Desenvolvido por equipes multidisciplinares que trabalharam simultaneamente, o CoolSyst está dividido em dois módulos. O Modulo 2 permite simulações e o 1 contém um banco de dados com informações úteis para o usuário com vistas a dinamizar o uso do software. Assim, o item que trata de armazenamento apresenta uma lista de frutas e de hortaliças com os nomes cientifico e usual, a temperatura de conservação recomendada, o tempo de armazenamento para manutenção de qualidade, umidade relativa recomendada, tipo de resfriamento que pode ser aplicado, sensibilidade ao etileno, favorecedor do amadurecimento. Fornece ainda a relação dos produtos que podem ser conservados sob as mesmas condições de temperatura e umidade relativa do ar, dá informações sobre as embalagens disponíveis para cada produto, suas geometrias e capacidades, áreas de abertura, etc. O Módulo 1 apresenta ainda um banco de dados das propriedades físicas e térmicas de frutas e hortaliças, normalmente dispersas na literatura e que são de muita utilidade para cálculos de engenharia de processos e equipamentos, reunindo preferencialmente as informações resultantes de pesquisas realizadas no Brasil. Acompanham os dados as fontes, os métodos utilizados e suas limitações. Bárbara diz que se pretendeu “que o usuário pudesse ter acessibilidade a esse tipo de informações de forma rápida e esperamos que a comunidade nos nutra com os resultados de suas pesquisas para que o trabalho se amplie com mais produtos e variedades”.
Aproximação
Um dos grandes objetivos dos pesquisadores desta área ao disponibilizar a ferramenta, segundo Bárbara Teruel, é o de aproximar mais a Faculdade de Engenharia Agrícola do setor produtivo, do produtor, do usuário dessas tecnologias.

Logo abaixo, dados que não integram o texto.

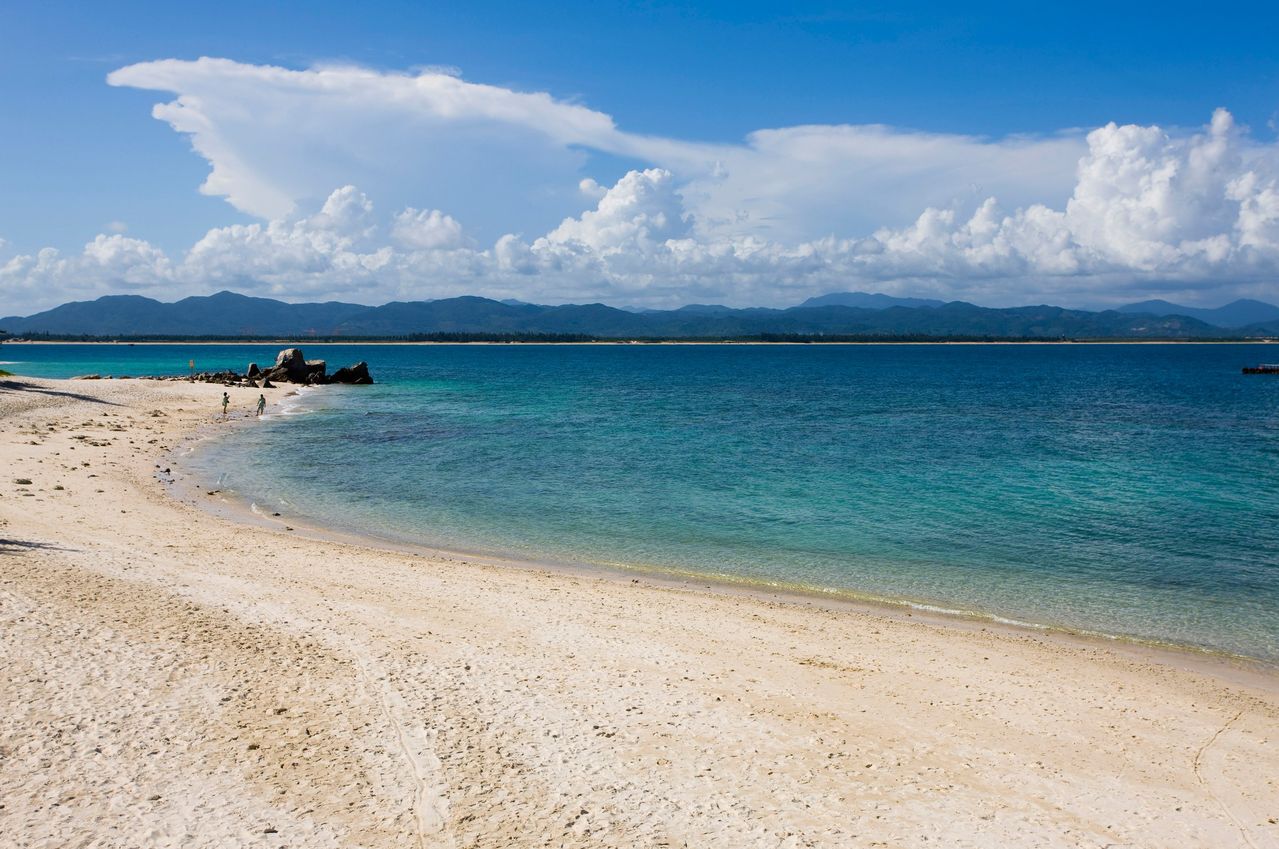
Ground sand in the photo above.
[0,380,1279,849]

Ela acrescenta que se procura romper com a idéia geralmente vigente de que na universidade se faz apenas estudos muito científicos e de difícil entendimento. Porque, enfatiza, “são os problemas e as dificuldades do setor produtivo que orientam o desenvolvimento de nossas pesquisas, cujos resultados podem contribuir para melhorar a agricultura, a conservação, as tecnologias, as colheitas e nos apontam para processos otimizados, nos levam a aplicar controles automáticos, procurando uma melhor relação custo-beneficio, atendendo às necessidades emergentes, o que faz aproximar universidade e comunidades”.